Et puis parfois, il suffit d’un regard, d’un mot au détour d’une conversation, d’une attention particulière pour que la pression redescende d’un cran. Un pique-nique improvisé sur la plage, quelques cartes de tarot qu’on s’amuse à décrypter, une complicité inattendue qui se créée, quelques éléments insignifiants pris séparément qui, une fois réunis, donnent un élan.

Quand on se sent pousser des ailes

C’est cet élan que j’ai ressenti lors de ma dernière semaine de formation. Un leitmotiv qui s’est inscrit en lettres scintillantes dans mon esprit et qui revenait à chaque fois qu’un doute apparaissait : JUST DO IT. J’ai donc décidé de faire, plutôt que de penser. De me laisser porter et de profiter de chaque instant pour tester de nouvelles choses, de sortir de ma zone de confort et de me faire confiance.

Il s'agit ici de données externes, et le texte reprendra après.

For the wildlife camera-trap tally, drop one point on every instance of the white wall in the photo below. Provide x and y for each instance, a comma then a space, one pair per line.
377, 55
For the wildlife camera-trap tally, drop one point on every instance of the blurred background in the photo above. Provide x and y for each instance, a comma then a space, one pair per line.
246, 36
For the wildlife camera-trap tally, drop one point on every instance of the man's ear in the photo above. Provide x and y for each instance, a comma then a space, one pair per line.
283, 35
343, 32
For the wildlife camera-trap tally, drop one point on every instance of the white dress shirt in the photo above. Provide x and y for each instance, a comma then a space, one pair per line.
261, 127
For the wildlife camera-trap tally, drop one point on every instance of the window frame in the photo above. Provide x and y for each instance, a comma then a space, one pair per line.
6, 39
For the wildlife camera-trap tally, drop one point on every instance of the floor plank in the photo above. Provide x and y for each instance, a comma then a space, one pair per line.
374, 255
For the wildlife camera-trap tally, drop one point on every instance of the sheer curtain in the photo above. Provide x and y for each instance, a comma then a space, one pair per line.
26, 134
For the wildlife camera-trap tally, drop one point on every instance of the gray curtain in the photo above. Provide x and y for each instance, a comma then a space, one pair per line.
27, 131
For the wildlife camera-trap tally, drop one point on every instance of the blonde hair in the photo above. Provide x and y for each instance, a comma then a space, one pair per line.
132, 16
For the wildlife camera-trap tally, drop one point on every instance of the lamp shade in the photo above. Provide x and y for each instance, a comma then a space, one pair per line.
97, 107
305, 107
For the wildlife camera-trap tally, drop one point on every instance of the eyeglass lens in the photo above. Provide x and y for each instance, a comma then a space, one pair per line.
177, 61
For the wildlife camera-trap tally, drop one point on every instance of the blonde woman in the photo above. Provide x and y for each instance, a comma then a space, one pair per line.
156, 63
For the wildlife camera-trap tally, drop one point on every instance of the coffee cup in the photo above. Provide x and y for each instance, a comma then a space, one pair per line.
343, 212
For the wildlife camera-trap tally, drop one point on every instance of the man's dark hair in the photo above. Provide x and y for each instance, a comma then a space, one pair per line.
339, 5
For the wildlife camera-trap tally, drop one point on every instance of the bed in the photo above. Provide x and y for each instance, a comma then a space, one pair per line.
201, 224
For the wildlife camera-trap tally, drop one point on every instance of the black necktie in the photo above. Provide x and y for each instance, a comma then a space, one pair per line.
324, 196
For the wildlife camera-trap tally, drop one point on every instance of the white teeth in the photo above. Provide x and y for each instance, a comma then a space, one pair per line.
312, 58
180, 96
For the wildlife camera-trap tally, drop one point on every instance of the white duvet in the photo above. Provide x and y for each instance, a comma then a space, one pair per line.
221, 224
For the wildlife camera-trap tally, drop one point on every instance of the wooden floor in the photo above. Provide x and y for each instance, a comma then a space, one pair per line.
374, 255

Un peu comme, en haut d’un pont, un élastique accroché aux chevilles, on se demande tout à coup ce qui a bien pu nous donner l'idée saugrenue de se lancer dans le vide. Et puis à un moment ou à un autre, mu par la vision d'un oisillon sautant du nid ou quelque chose comme ça, on choisit de couper court à toutes les bonnes raisons qu’on aurait de maintenir nos pieds au sol. Parce que finalement, l’envie de connaître de nouvelles sensations, prend plus de place que l’appréhension, et qu’on a peut-être tout à gagner à se laisser tomber en avant, en parfaite sécurité. Alors on franchit le pas, timidement ou franchement. Et une fois en l'air, passés les premiers instants où le visage est crispé, les muscles contractés et le coeur battant à tout rompre, une autre sensation s'installe rapidement. Le souffle puissant du vent sur le visage, les sons déformés par la vitesse, le corps découvre une nouvelle forme de liberté. Les yeux s'ouvrent en grand, le cri d'abord d'effroi devient celui de l'émerveillement. Et l'expérience devient tellement grisante !

En sautant de mon pont, j’ai apprécié cette sensation de liberté nouvelle, lorsque les pensées s’éloignent et que toutes les perceptions sont transformées. Alors je suis remontée sur le parapet pour me jeter à nouveau dans le vide. Et cette fois-ci j’étais pleinement consciente du côté enivrant et euphorisant de l’expérience, alors j’ai choisi de sauter à pieds joints sans me poser la moindre question, juste dans l’attente de ma dose d’endorphines.

Et si j’en crois les feedbacks encourageants et l'enthousiasme de mes sujets, bien m’en a pris de me prendre pour un oiseau ! Alors bien sûr, le saut de l’ange n’est pas encore parfait, il reste bien des détails à affiner avant d’envisager de participer à un concours de plongeons, mais l’apprentissage est tellement jubilatoire que c’en est d’autant plus motivant.

Voilà, l’oisillon est sorti du nid, il a pris son envol, et continue de s’entrainer à battre des ailes le plus souvent et le plus fort possible pour prendre des forces et de l’assurance, tout en gardant les yeux rivés sur à sa prochaine destination.